Member of Merton London Borough Council for Cannon Hill
- In office 2014–2018

Personal details
- Born: 20 October 1979 (age 46)
- Party: Labour
- Sports career

Medal record
Men's athletics
Representing Nigeria
Olympic Games
| Gold medal – first place | 2000 Sydney | 4×400 m |
African Championships
| Bronze medal – third place | 1998 Dakar | 4×400 m |

= Fidelis Gadzama =

Nigerian sprinter

Fidelis Gadzama (born 20 October 1979) is a Nigerian athlete and Olympic medalist.

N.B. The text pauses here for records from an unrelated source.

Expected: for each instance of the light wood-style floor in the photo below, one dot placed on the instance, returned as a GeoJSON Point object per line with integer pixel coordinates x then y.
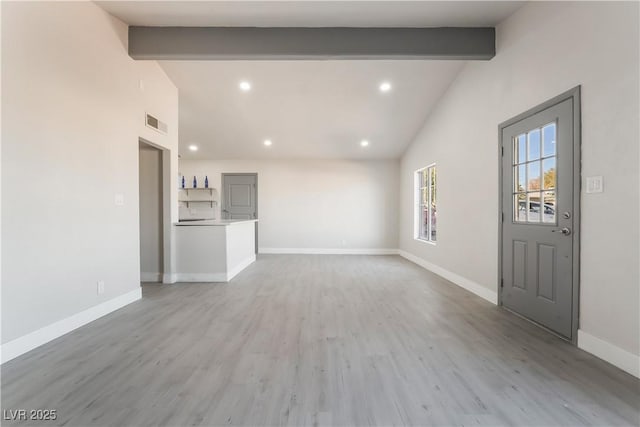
{"type": "Point", "coordinates": [318, 340]}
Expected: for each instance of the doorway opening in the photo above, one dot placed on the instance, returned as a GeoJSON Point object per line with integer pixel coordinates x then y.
{"type": "Point", "coordinates": [151, 199]}
{"type": "Point", "coordinates": [240, 197]}
{"type": "Point", "coordinates": [540, 214]}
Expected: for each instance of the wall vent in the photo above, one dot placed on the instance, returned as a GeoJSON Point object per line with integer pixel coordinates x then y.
{"type": "Point", "coordinates": [156, 124]}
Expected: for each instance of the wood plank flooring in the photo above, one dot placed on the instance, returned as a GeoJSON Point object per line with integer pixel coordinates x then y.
{"type": "Point", "coordinates": [317, 340]}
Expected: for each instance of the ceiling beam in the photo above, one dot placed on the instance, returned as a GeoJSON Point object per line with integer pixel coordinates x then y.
{"type": "Point", "coordinates": [294, 43]}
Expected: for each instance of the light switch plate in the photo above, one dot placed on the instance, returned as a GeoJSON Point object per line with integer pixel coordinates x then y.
{"type": "Point", "coordinates": [595, 184]}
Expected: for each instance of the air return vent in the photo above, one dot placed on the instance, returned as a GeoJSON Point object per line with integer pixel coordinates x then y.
{"type": "Point", "coordinates": [156, 124]}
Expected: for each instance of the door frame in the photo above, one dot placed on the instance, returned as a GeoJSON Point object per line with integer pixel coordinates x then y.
{"type": "Point", "coordinates": [574, 96]}
{"type": "Point", "coordinates": [167, 223]}
{"type": "Point", "coordinates": [224, 200]}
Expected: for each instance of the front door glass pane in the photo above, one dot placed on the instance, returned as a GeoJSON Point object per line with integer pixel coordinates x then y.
{"type": "Point", "coordinates": [534, 176]}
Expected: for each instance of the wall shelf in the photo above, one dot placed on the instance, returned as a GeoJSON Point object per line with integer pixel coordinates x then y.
{"type": "Point", "coordinates": [198, 195]}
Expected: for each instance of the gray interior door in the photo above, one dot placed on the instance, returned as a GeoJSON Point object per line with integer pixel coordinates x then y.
{"type": "Point", "coordinates": [538, 217]}
{"type": "Point", "coordinates": [239, 196]}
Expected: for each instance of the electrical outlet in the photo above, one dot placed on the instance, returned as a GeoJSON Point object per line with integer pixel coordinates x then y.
{"type": "Point", "coordinates": [595, 184]}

Gadzama was a part of the Nigerian team that received a silver medal in the 4 × 400 metres relay at the 2000 Olympics in Sydney.

The Nigerian team finished second behind the US team, which has later been formally disqualified from the 4 × 400 meters relay event at the 2000 Olympics by the International Olympic Committee, due to one of the team members' use of illegal performance-enhancing drugs while competing in Sydney.

On 21 July 2012, the 2000 Olympics 4 × 400 m relay medals were reallocated after the USA team was stripped of the gold medal, meaning Gadzama and Nigeria are the gold medalists.

In May 2014, he was elected as a Labour Party Merton London Borough Councillor for Cannon Hill.